Jindal Rejects Obamacare Implementation In Louisiana (Full Letter)

Courtesy of the Louisiana Department of Health and Hospitals, here is Louisiana’s health care declaration of independence…

The Honorable Kathleen Sebelius
Secretary
Department of Health and Human Services
200 Independence Ave, SW
Washington, DC 20201
November 16, 2012

Dear Secretary Sebelius:

As you know, on March 23, 2011, the State of Louisiana announced that it would not assume the risk of building a health insurance Exchange as outlined by the Patient Protection and Affordable Care Act (PPACA). Given the fact that deadlines established in the guidance issued in the August 13, 2012 request of the United States Department of Health and Human Services (HHS) are not legally binding, the State of Louisiana will not be submitting a Declaration Letter; however, this letter serves as the state of Louisiana’s position regarding critical components of the PPACA.

Since the PPACA was signed into law, the State of Louisiana has repeatedly stated that the law has severe legal problems, is bad policy, and is unworkable. Those beliefs remain unchanged. With the Supreme Court’s decision in National Federation of Independent Business v. Sebelius, the Court agreed with the State of Louisiana that at least one of the over 450 provisions of the PPACA is unconstitutional and the provision requiring all individuals to have insurance coverage can only be upheld as a tax.

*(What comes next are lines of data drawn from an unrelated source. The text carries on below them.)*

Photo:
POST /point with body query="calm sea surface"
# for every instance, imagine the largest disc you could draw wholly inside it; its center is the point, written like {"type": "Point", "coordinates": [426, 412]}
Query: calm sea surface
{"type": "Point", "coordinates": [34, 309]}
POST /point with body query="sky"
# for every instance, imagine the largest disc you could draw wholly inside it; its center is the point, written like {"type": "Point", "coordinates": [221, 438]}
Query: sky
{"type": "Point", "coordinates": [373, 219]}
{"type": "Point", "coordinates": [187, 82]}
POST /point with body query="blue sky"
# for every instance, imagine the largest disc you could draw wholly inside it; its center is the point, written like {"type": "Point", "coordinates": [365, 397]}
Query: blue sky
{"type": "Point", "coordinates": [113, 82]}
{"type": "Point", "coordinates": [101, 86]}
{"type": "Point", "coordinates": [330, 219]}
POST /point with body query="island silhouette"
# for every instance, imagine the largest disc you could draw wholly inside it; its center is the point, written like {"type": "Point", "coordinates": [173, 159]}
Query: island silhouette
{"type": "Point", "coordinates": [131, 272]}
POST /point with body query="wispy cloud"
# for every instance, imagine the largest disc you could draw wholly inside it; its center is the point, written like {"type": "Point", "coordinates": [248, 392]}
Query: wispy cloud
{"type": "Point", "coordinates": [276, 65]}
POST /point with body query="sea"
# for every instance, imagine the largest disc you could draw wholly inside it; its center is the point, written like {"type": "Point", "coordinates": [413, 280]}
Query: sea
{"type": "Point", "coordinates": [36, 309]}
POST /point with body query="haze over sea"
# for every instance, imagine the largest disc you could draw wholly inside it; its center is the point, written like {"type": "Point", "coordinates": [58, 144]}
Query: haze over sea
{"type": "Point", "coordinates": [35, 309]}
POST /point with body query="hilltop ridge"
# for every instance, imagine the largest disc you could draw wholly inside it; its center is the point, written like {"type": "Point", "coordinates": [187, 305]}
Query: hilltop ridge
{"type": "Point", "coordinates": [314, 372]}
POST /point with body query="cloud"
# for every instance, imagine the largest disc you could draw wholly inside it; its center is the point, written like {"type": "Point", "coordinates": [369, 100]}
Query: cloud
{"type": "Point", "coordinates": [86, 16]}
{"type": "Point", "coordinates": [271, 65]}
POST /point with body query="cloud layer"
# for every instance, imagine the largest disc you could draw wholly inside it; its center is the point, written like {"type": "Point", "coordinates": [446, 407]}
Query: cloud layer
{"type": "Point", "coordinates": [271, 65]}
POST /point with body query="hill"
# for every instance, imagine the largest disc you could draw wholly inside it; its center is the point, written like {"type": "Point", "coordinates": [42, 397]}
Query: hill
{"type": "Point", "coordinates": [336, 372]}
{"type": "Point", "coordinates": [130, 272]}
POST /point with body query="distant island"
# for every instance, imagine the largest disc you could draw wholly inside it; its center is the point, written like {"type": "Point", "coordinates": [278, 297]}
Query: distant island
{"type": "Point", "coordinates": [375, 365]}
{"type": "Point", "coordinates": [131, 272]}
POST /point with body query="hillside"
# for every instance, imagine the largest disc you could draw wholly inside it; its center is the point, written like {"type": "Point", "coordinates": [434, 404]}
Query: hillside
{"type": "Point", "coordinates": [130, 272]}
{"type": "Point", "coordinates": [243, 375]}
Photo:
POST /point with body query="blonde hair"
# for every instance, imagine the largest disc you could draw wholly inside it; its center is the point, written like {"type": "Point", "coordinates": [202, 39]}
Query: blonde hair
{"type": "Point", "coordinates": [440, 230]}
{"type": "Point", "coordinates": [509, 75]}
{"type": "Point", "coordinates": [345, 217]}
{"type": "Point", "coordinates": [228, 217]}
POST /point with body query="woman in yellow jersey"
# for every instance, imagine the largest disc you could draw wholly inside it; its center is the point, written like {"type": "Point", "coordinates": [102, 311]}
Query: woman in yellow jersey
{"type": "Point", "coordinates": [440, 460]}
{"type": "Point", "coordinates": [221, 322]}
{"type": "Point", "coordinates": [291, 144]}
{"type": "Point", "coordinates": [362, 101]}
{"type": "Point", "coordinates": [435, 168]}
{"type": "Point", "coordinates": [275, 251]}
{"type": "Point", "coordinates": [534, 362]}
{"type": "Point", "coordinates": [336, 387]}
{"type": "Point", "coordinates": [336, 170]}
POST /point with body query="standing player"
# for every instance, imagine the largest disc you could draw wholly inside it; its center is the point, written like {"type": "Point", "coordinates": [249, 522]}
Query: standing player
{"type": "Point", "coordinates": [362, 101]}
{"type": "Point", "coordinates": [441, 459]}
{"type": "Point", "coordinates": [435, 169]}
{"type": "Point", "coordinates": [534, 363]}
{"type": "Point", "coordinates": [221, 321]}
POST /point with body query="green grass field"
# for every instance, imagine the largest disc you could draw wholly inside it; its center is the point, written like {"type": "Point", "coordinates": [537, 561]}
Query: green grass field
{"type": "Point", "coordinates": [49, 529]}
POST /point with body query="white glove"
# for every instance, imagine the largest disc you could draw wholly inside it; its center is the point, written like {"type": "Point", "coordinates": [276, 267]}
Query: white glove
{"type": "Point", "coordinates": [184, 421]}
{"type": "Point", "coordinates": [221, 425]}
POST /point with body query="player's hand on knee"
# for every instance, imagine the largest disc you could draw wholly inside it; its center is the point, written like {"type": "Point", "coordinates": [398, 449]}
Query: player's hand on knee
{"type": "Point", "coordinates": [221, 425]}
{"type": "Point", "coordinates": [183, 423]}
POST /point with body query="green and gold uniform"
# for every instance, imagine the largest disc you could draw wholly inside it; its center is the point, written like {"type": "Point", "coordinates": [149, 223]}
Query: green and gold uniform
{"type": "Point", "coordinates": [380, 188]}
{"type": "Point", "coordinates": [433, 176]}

Even after the Supreme Court’s decision, there remain many questions about the legality of the PPACA involving issues fundamental to all Americans, including religious freedom and unjust taxation.

While the Supreme Court ruled on the Constitutionality of some parts of the PPACA, it was not an endorsement of its policy merits. In fact, Chief Justice Roberts underscored this fact when he wrote, “Members of this Court are vested with the authority to interpret the law; we possess neither the expertise nor the prerogative to make policy judgments.” The PPACA remains a flawed piece of legislation that fails to fix the fundamental existing problems in the United States health care system, particularly the unsustainable rising costs faced by American families and small businesses. Instead, we are faced with a more tightly controlled federal-run health insurance market that will increase costs, undermine the private health care marketplace, and weaken private sector job creation.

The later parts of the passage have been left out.